However, a counter-narrative suggests that the push for AI is not driven by a desire for progress, but by a desire for labor displacement and wage suppression. From this perspective, AI is not a tool for liberation but a mechanism for further wealth concentration in the hands of a few oligarchs. The question remains: is AI a genuine leap forward, or is it simply the latest tool of an empire seeking to maintain control through automation?

The Erosion of Technical Curiosity

Beyond the economics and politics, there is a growing concern regarding the intellectual health of the field. Some veterans of the industry observe a decline in fundamental curiosity among new practitioners. The transition from understanding the "how" of the internet to treating it as a seamless utility (where the internet is simply "wifi") suggests a widening gap in technical literacy.

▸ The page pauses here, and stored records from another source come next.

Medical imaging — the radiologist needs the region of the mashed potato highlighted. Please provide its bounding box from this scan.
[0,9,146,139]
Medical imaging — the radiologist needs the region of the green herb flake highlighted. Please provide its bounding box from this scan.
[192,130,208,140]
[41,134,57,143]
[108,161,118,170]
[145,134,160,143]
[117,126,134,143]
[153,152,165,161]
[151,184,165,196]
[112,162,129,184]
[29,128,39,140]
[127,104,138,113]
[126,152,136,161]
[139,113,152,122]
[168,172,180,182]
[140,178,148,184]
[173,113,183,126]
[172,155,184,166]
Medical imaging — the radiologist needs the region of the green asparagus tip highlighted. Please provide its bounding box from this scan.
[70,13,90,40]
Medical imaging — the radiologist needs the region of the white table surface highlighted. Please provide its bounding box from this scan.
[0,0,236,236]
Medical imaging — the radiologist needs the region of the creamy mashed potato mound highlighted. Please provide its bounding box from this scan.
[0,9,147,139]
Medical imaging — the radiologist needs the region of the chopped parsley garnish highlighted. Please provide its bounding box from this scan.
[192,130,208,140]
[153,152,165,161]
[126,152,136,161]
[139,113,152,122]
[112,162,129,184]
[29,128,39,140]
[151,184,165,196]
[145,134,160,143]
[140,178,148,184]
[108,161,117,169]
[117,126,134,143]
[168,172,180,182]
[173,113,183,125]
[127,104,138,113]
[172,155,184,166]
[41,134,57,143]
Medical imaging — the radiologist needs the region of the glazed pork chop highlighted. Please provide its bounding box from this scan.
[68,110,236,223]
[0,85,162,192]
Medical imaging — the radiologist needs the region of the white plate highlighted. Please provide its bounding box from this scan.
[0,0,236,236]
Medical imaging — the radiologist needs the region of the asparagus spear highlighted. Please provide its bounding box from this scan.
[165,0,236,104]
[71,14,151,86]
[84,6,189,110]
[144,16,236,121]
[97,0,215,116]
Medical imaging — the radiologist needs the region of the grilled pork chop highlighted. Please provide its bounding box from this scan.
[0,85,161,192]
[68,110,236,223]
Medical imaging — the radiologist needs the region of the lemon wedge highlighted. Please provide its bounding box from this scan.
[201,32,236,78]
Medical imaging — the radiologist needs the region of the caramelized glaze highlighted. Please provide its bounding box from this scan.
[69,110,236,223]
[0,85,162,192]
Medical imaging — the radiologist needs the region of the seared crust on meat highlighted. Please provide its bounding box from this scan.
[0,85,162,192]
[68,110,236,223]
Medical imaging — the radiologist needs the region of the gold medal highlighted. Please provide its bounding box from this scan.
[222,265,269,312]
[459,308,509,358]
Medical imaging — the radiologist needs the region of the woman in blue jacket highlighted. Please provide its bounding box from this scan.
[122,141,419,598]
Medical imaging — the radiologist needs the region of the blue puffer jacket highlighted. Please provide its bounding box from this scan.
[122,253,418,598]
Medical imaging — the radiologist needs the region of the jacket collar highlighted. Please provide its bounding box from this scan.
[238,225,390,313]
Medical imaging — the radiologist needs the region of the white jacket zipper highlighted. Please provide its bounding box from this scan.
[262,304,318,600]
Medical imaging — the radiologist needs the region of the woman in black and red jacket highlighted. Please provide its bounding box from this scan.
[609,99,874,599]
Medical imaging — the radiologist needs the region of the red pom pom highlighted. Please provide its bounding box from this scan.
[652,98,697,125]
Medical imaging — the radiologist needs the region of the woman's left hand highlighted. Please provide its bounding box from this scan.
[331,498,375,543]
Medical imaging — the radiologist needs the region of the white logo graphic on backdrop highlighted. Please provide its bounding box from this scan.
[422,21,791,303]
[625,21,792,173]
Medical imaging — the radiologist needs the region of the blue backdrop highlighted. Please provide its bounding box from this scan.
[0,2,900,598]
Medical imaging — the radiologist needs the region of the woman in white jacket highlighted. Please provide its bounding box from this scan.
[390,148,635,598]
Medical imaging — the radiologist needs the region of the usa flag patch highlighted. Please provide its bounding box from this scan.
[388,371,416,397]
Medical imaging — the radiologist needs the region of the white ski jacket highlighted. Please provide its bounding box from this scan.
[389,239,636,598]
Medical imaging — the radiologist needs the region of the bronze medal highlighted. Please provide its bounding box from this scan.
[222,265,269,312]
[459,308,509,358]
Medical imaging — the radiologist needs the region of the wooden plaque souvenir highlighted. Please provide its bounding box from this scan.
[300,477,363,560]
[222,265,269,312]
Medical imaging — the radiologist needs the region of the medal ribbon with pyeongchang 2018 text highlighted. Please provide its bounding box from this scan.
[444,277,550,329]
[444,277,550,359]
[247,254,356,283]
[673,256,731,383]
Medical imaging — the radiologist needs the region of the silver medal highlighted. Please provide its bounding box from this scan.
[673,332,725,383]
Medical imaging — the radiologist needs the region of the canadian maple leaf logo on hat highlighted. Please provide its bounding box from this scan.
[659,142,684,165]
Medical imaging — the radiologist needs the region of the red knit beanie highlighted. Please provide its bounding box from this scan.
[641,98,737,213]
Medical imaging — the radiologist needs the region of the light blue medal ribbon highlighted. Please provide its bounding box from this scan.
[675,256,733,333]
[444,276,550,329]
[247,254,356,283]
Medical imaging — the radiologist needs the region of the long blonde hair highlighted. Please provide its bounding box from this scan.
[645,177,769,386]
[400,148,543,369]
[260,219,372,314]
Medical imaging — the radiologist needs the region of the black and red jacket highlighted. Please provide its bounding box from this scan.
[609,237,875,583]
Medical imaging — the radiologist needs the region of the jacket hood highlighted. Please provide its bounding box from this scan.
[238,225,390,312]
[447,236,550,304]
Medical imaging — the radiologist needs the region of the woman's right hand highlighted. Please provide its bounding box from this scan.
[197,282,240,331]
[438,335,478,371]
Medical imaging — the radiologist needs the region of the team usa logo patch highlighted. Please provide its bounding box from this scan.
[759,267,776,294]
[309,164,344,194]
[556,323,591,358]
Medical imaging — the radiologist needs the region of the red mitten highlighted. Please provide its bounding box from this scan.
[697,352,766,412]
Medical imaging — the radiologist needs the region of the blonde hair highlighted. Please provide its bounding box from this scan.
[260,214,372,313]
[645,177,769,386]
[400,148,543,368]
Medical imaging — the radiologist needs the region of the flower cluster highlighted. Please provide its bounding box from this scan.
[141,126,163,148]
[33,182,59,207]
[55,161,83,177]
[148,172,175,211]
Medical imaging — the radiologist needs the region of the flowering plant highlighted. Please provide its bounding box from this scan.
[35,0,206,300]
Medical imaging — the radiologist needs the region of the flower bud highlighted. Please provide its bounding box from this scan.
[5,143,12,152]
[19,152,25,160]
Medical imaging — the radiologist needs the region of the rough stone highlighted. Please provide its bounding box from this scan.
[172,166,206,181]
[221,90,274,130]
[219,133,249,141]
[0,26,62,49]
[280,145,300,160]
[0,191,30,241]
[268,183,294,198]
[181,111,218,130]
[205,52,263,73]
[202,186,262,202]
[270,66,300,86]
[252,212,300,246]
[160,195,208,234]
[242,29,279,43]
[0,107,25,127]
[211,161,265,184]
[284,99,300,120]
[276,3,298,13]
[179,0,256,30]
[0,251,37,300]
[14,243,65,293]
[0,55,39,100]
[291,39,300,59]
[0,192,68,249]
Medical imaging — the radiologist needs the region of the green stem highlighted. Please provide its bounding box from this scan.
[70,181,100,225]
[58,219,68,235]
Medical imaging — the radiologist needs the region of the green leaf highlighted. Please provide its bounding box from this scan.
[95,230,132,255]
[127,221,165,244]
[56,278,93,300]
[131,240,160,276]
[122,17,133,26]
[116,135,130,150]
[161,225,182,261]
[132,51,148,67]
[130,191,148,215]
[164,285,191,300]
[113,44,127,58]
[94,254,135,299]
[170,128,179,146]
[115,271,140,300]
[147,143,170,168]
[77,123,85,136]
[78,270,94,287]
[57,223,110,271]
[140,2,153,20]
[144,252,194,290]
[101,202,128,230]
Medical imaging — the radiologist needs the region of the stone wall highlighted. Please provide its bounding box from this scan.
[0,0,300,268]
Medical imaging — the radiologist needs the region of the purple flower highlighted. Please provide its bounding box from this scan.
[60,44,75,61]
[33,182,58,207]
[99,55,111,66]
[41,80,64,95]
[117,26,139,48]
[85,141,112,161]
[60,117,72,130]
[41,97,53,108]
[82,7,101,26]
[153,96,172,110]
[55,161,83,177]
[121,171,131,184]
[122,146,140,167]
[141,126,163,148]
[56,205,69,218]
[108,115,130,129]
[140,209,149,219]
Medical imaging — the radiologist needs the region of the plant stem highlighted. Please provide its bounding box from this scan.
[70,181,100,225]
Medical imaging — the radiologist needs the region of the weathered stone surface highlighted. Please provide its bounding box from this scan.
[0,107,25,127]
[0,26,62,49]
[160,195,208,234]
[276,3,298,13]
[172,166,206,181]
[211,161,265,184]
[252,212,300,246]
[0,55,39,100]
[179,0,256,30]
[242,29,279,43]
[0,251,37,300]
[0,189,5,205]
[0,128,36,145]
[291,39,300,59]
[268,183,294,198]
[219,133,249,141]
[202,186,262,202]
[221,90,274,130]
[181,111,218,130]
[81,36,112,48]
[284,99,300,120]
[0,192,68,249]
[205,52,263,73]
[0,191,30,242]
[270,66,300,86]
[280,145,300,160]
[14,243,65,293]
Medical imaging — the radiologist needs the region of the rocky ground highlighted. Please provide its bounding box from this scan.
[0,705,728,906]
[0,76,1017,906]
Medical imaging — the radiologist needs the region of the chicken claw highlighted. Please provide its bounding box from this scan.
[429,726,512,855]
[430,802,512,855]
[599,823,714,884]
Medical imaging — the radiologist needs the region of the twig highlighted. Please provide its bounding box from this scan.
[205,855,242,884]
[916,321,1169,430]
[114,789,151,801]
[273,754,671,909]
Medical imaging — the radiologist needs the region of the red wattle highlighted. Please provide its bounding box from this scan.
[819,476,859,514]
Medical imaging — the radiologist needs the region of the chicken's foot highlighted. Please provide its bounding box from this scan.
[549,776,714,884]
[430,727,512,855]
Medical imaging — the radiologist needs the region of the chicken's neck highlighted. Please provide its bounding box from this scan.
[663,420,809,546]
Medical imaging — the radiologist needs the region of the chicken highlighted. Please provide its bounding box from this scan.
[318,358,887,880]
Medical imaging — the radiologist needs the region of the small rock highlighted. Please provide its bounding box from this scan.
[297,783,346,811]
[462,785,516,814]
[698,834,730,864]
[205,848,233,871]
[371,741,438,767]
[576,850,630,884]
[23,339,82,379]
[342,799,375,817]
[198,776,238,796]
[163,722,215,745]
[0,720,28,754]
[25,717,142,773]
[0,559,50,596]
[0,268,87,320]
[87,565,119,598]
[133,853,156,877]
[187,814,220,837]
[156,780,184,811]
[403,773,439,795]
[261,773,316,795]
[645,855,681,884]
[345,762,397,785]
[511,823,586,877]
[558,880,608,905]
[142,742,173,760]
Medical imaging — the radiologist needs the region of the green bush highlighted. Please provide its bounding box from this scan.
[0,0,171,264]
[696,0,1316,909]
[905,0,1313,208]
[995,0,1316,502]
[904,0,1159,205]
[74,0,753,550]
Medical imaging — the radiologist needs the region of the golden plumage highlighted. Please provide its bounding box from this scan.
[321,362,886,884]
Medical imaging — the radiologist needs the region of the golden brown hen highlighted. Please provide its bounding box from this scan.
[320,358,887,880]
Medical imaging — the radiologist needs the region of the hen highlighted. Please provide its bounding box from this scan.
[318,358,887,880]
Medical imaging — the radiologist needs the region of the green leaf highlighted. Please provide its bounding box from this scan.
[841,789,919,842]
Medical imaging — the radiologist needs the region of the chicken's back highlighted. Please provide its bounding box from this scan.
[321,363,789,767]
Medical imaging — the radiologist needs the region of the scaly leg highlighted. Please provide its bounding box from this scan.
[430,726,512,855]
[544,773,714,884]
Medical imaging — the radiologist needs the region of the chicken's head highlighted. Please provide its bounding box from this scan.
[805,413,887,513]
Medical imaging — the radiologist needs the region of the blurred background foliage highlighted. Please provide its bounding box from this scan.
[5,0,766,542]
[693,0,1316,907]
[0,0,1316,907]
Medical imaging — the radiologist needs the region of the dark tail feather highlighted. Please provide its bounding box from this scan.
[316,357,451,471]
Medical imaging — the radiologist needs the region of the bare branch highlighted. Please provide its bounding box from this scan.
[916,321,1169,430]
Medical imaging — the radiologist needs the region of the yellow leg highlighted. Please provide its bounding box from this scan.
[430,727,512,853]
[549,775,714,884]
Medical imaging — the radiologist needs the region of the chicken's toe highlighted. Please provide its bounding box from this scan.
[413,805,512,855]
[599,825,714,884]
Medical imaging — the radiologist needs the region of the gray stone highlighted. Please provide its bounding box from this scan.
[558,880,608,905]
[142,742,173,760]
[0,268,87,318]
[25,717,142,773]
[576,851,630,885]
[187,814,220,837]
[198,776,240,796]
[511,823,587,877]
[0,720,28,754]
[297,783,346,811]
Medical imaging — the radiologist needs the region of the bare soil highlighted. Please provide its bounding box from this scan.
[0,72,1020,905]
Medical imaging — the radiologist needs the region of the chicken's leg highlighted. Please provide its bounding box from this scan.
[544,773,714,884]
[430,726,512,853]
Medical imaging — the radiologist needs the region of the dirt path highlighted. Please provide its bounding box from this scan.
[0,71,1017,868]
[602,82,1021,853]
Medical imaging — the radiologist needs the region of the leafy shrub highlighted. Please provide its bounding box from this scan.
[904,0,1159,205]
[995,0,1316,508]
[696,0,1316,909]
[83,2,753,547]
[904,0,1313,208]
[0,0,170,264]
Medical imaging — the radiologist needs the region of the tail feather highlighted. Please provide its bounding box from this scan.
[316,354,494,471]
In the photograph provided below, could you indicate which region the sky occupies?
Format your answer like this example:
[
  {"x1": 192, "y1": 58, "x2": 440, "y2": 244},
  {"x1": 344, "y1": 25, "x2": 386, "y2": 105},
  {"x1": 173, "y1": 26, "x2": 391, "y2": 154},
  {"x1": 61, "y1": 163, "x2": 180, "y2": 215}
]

If the next generation of engineers views the stack as a black box, the capacity for the kind of radical, foundational innovation that characterized the early internet may diminish. This intellectual stagnation mirrors the systemic stagnation: a world where we are comfortable creating alternatives to problems rather than fixing the problems at their origin.

Conclusion: The Cost of Smoothness

As the industry navigates this transition, there is a risk that the "smoothness" of modern interfaces and the perceived efficiency of AI models mask a deeper rot. When the relationship between solving a problem and getting paid for it is severed, the incentive to pursue genuine progress vanishes.

To move past the interregnum, the tech world may need to reorient itself toward the "physical"—raw materials, manufacturing, and tangible infrastructure—and move away from the pursuit of virtual wealth. Until the industry stops serving vices and entertainment and returns to the goal of unlocking actual value, the new world will remain unborn.